U.S. President Donald Trump on Thursday issued a fresh call for Organization of the Petroleum Exporting Countries (OPEC) to lower crude prices, saying the United States was providing Middle Eastern energy giants with security and hence in turn these countries should provide relief.

“We protect the countries of the Middle East, they would not be safe for very long without us, and yet they continue to push for higher and higher oil prices!” he tweeted.

“We will remember. The OPEC monopoly must get prices down now!”

Trump's call to OPEC comes as his country goes to mid-term polls -- elections will be held to elect congressmen and senators to the House of Congress. High oil prices have pulled up the domestic oil price in the U.S.

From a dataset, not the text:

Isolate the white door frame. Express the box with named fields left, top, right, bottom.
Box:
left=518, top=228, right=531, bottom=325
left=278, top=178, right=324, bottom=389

That’s a clear nudge to OPEC members such as Saudi Arabia, to agree to a production boost when they meet this weekend. OPEC members will meet with non-Opec countries, such as Russia, over the weekend to examine their production quotas.

Brent crude is currently trading near to $80 per barrel, close to its highest level since November 2014. Futures prices for West Texas Intermediate crude, the U.S. benchmark, dipped slightly following Trump’s tweet before recovering and then retreating once again to trade roughly flat. On Wednesday, WTI climbed back above $70 a barrel. The price of oil is up 7 percent in the last month and nearly 18 percent for 2018.

Oil analysts believe OPEC nations are unlikely to lift production limits, despite pressure from the U.S.

Iran, for example, has indicated it is happy with oil at $80 per barrel, so would presumably oppose a production increase. Tehran is also facing looming sanctions  from the U.S. and will obviously oppose Trump’s suggestion. Iran’s oil production is likely to drop as U.S. sanctions kick in beginning November.

Oil prices have been climbing sharply since OPEC agreed to a historic deal to curb production in late 2016. The freeze on output levels has helped to remove over-capacity from the market, meaning oil producing nations are benefiting from higher prices.